Be Here Now is a landmark album for Oasis. It was the peak of Liam and Noel Gallagher‘s fame, selling over half a million copies in the first week, making it the fastest selling album in UK chart history.
As the band’s popularity increased, so did the extravagance and ambition around them. It was only natural that the album’s cover art would be more ambitious than that of the first two records. The sleeve of Definitely Maybe was shot in Bonehead‘s front room. The cover for (What’s The Story) Morning Glory? was shot on a deserted street in London’s Soho area.
For Be Here Now, the sleeve would be something special. Art directed by Brian Cannon and photographed by Michael Spencer-Jones, who had both worked on the previous two albums, the image depicts the band stood around the swimming pool in a garden of a large house.
In the pool is a partially submerged Rolls Royce car (a tribute to The Who’s Keith Moon, who reportedly drove his own motor into a pool). There’s also a moped, a gramophone, a globe and other sundry objects, including a calendar that displays the date of the album’s release: Thursday 21 August.
Speaking to comedians George Lewis and Paul McCaffrey on the BritPopCast podcast, Brian Cannon estimates that the cover was probably the most expensive record sleeve ever created.
He claims: “When everything was considered, when everybody had been paid… It came to about £75,000 in the end. Can you imagine that?
“People don’t even spend that on recording these days let alone a record sleeve. Has there ever been a more expensive record sleeve? I’m sure there must have. But I can’t think of one, can you?”
Cannon is keen to point out that the £75,000 does NOT include the bar bill.
“Creation had a bar tab that ran constantly throughout the day so there’d be waitresses from this hotel constantly coming out all day long with trays full of pints of lager. So come the evening time, Bonehead could not stand up. Towards the end of the shoot, every picture has Bonehead sat down with his feet dangling in the pool, because he was that leathered.”
The photo for the sleeve was shot in April 1997 at Stocks House, a huge Georgian mansion in Aldbury, Hertfordshire – and the day was an eventful one, according to Brian.
First they had to drain the swimming pool to allow them to winch in a genuine Rolls Royce Silver Shadow – there was no Photoshopping involved.
“We had to get the Rolls Royce on a big crane, then dangle it in the pool without any water until we’d approximated how it was gonna look with the nose end sticking up. It’s obviously staged – if you drove a car in a pool, it’d just sink wouldn’t it?”
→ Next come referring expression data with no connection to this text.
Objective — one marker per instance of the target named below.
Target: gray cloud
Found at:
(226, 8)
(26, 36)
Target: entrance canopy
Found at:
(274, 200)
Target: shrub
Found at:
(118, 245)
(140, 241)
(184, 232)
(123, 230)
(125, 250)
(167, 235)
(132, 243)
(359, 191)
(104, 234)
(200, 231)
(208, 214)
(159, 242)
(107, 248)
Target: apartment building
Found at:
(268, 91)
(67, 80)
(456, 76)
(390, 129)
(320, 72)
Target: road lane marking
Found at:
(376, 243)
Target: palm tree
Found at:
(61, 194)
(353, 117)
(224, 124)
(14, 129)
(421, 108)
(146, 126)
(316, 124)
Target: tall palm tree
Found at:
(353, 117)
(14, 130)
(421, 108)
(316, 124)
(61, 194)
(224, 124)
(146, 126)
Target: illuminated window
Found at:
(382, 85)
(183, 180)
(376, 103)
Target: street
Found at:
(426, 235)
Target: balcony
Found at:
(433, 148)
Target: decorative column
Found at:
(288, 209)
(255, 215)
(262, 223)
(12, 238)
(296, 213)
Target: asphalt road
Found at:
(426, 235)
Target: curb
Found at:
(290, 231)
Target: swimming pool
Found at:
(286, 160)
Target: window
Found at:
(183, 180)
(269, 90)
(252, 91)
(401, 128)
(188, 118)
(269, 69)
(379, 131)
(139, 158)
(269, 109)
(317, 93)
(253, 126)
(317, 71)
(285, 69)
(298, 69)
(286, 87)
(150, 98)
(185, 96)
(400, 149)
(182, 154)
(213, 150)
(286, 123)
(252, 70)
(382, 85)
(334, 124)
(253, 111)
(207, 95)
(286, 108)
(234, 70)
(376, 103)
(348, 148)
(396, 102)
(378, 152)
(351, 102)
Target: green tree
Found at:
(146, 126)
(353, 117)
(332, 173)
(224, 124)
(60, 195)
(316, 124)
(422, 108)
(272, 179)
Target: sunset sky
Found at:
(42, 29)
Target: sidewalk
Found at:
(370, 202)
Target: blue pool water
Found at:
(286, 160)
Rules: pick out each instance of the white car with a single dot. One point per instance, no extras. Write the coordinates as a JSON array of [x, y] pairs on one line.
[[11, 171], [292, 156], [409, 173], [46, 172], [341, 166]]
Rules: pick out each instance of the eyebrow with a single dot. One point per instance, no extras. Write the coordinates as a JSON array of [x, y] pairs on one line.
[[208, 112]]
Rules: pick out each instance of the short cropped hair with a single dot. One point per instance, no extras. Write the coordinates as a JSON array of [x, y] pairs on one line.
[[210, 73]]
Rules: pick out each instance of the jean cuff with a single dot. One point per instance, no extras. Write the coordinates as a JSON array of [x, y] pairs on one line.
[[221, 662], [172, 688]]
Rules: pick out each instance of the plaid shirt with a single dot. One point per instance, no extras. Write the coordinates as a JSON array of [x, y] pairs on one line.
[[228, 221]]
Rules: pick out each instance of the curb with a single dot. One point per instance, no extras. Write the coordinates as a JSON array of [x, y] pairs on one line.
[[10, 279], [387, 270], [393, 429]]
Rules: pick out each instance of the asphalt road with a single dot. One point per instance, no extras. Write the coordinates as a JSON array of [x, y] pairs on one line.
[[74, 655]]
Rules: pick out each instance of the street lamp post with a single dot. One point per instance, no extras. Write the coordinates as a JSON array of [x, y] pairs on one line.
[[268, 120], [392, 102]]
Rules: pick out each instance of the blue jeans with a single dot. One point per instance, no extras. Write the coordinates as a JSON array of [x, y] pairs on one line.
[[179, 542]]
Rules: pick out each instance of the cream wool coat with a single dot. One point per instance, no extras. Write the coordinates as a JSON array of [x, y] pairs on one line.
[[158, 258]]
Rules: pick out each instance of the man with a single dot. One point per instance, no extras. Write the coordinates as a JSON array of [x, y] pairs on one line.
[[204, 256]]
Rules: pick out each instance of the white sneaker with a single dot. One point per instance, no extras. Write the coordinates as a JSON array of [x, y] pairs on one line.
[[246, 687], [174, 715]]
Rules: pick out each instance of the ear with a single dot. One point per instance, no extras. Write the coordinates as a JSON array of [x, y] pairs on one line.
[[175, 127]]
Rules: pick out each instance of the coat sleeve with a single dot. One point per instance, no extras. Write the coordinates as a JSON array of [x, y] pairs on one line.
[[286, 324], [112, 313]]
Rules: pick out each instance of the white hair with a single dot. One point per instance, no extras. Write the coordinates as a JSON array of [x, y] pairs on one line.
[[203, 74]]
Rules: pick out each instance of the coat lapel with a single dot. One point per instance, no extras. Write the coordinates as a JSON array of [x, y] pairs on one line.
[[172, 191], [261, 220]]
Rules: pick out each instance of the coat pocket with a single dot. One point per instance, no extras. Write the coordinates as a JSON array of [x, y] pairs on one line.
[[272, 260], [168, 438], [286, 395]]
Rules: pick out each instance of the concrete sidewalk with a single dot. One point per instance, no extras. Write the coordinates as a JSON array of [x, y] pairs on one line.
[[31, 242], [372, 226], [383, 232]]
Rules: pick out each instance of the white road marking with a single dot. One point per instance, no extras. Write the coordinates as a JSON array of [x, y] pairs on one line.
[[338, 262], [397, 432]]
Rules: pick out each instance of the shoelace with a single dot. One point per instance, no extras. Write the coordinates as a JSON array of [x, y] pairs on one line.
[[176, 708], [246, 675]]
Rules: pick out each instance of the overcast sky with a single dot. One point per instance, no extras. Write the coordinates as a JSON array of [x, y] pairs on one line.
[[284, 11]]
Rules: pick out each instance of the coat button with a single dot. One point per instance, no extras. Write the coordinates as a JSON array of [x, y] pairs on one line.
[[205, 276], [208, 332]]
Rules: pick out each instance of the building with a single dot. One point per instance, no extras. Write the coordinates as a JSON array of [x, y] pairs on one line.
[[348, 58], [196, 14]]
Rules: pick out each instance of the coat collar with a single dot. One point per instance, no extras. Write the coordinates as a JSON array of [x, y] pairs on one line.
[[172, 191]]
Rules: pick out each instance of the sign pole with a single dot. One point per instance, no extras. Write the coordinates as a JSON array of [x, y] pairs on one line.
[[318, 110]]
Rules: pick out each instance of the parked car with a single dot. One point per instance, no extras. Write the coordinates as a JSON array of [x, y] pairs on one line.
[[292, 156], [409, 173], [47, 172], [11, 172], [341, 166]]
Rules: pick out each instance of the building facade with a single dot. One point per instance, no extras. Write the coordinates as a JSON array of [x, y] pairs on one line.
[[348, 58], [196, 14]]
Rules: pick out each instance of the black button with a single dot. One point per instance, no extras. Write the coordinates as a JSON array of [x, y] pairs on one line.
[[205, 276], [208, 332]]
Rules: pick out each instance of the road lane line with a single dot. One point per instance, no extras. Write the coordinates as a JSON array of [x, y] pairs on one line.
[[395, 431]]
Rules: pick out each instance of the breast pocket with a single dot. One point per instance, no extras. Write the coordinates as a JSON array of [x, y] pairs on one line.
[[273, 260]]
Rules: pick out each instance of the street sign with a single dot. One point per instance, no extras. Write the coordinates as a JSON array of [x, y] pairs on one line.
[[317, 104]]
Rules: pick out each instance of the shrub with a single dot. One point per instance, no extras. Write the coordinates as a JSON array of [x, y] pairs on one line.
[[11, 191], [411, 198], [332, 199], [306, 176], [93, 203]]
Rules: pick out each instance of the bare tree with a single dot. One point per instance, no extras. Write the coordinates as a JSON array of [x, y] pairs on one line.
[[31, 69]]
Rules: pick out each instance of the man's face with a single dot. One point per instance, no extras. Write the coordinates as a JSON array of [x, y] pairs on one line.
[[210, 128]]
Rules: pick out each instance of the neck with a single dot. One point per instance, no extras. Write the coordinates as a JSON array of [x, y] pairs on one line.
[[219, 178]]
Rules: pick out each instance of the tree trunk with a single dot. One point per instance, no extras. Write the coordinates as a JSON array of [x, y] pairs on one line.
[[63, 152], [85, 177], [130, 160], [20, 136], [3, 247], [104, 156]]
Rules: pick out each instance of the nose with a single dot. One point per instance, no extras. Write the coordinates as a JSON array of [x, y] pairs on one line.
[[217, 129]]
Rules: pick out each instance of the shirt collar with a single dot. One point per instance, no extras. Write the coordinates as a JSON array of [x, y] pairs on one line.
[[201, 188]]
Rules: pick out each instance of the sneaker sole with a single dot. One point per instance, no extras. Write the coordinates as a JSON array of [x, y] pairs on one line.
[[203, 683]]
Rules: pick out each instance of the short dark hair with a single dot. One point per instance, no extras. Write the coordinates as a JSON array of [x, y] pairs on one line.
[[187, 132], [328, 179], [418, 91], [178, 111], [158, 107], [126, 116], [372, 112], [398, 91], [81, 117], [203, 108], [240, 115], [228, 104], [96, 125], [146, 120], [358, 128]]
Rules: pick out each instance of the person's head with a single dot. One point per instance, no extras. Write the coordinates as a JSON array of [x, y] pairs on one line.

“If you look at some of the outtakes, we had a couple of guys build a scaffolding rig underneath it, not like you’d get nowadays where you’d have a big professional scaffolding team come in. It was just some lads we knew, who got a bit of scaffolding and propped up this three ton car.”
“At one point there were actually some beer crates and old tyres involved. It was so spectacularly dangerous, it was unbelievable.”
“Then we had to fill the pool back up and the amount of water required to do it in such a rush meant that nobody in the village around the location could flush their toilet for 24 hours, because we’d sucked all the water out!”
The crew then retired for the night, to await the actual shoot the next day.
Cannon continued: “I stayed in a hotel that night and out of my window I could see the pool and I could hear this car creaking under this ramshackle support we’d built. I thought, if that goes over, we’re knackered. It’s obviously gonna smash the tiles, presumably the water’s gonna drain out, then we’ve had it. We can’t do it again. It was the worst night’s sleep I’ve ever had.”
Nevertheless the car stayed upright and the shoot went ahead.
Cannon recalls: “People were under the impression that we actually bought a Rolls Royce and trashed it – no we didn’t, we hired it for £1,000. There was no engine in it. We had to give it them back, but it still cost us a grand. Then it went back to the scrap yard.”